Someone getting a little carried away in the moment? I thought the speaker was saying two important things, neither of which meant the PM has now achieved mythical status.
One: Respect. And two: He was telling her, don't you get this wrong. As far as we're concerned, the duty you have to not get this wrong is a sacred duty. Because too often, the leaders who've come before you — they did get it wrong.
He called on all the MPs present to join the task of lifting Māori out of poverty.
The significance yesterday was all in the civility. That's a difficult thing, sometimes, when it's easier to obsess about the conflict. Don Brash was rudely treated. The protesters who did it would say he's been treating them rudely — refusing to listen, using his unfailing politeness as a shield for his bigotry — for years. But there wasn't much new to learn.
On the upper marae, there was. Simon Bridges made an excellent speech, and the limits of co-operation were quietly but clearly tested.
"Etched in the sky, etched in the land, etched in the soul of the people," Bridges declared, in te reo, in a ringing declaration. It's the full quote of the well-known "What is most important? He tangata, he tangata, he tangata, the people, the people, the people."
And he ended with the best bit: "Behold the breath of life."
Bridges is Ngāti Maniapoto and his mihi was delivered with enormous pride. The first Māori leader of a major political party, his first time as leader at Waitangi.
He also said, "The Prime Minister has said this must be a year of delivery and I couldn't agree more. Getting hold of some of Shane Jones' funds, that's magic. But our people need a plan."
The proposal to finish Treaty settlements by 2025 was a part of it.
The theme of the pōwhiri, officially, was political unity of purpose, as symbolised by the joint walk-on of the parties. Still, speakers from all the four parties made a point of distinguishing themselves.
Winston Peters was the wittiest. "As I keep saying to my elders opposite, who are fast diminishing in number, we have got to see it in ourselves. We have to stand up."
Just making handouts is not the NZ First way. Actually, it's not the way of any of the parties, not these days.
"Going forward with responsibility and purpose," said Peters. "That's the thing." Just in case anyone got the wrong idea about what the Provincial Growth Fund was for.

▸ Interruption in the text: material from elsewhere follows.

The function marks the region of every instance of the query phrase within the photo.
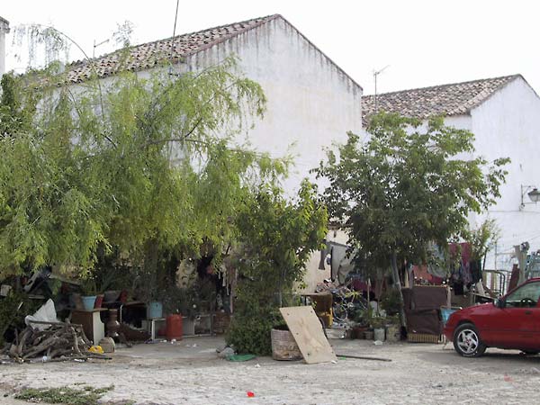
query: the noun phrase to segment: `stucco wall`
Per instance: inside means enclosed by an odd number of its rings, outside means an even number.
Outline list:
[[[324,158],[324,147],[346,140],[347,130],[360,131],[362,90],[281,18],[199,52],[187,63],[198,70],[230,54],[239,57],[246,76],[260,84],[268,99],[249,141],[273,157],[296,156],[284,184],[292,195]]]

"Our aspirations should not be political," Ardern declared in her speech. Later in the day I asked her what that meant. Could the principle of working jointly lead to any structural reform in the way Parliament works?

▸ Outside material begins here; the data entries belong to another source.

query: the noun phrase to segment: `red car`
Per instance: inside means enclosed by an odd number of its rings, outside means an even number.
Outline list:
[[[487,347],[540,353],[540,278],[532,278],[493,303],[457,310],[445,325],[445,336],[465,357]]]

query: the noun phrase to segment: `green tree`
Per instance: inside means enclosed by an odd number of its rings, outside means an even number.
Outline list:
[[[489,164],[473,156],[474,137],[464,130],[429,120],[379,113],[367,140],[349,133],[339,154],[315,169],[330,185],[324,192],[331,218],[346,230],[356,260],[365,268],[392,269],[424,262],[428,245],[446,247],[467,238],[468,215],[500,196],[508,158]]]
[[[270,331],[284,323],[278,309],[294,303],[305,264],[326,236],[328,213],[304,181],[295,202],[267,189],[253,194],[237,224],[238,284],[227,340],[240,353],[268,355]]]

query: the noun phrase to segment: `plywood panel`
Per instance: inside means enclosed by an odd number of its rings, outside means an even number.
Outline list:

She didn't think so, or at least she didn't suggest anything. She named individual policies where MPs do work together across the divide.

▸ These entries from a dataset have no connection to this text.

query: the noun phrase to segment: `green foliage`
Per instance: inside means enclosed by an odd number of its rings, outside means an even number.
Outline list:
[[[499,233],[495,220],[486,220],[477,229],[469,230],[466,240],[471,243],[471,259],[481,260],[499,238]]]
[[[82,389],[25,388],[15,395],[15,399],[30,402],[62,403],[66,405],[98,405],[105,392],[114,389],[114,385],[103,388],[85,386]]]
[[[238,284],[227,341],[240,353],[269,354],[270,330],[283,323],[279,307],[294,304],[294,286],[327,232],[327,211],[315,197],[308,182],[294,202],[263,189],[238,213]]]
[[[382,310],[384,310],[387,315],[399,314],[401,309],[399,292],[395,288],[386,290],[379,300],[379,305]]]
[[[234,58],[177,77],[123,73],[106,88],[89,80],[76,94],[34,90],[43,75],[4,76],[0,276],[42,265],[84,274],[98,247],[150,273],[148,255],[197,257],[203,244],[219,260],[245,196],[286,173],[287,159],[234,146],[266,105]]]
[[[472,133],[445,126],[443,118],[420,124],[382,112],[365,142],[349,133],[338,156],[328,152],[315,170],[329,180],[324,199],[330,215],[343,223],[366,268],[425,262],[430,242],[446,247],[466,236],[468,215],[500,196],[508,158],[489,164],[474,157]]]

But in a larger sense? Did she think there was much chance for consensus in Corrections? No. Education or housing? No. But with domestic violence, she said, she could not see why that needed to be party political.
I asked her what she most wanted, at the end of her first term, to be able to look back on with a proper sense of long-term achievement. That is, achievement gained by a cross-party consensus that would hold for the future. She named two areas: poverty reduction and climate change.
Peeni Henare, Cabinet minister, member of Ngapuhi's famous Henare family, made the last speech yesterday morning, before the Prime Minister herself. The words of the waiata they sang afterwards were translated. It went like this: "Oh beautiful woman with a full heart and a peaceful soul, the matriarch of the world."
Symbolism, especially at Waitangi, is immensely important. It gives depth and shape to our yearnings and our sense of who we are.
But that doesn't mean every symbolic note is the right one. It's hard enough being a kōtuku, I would have thought.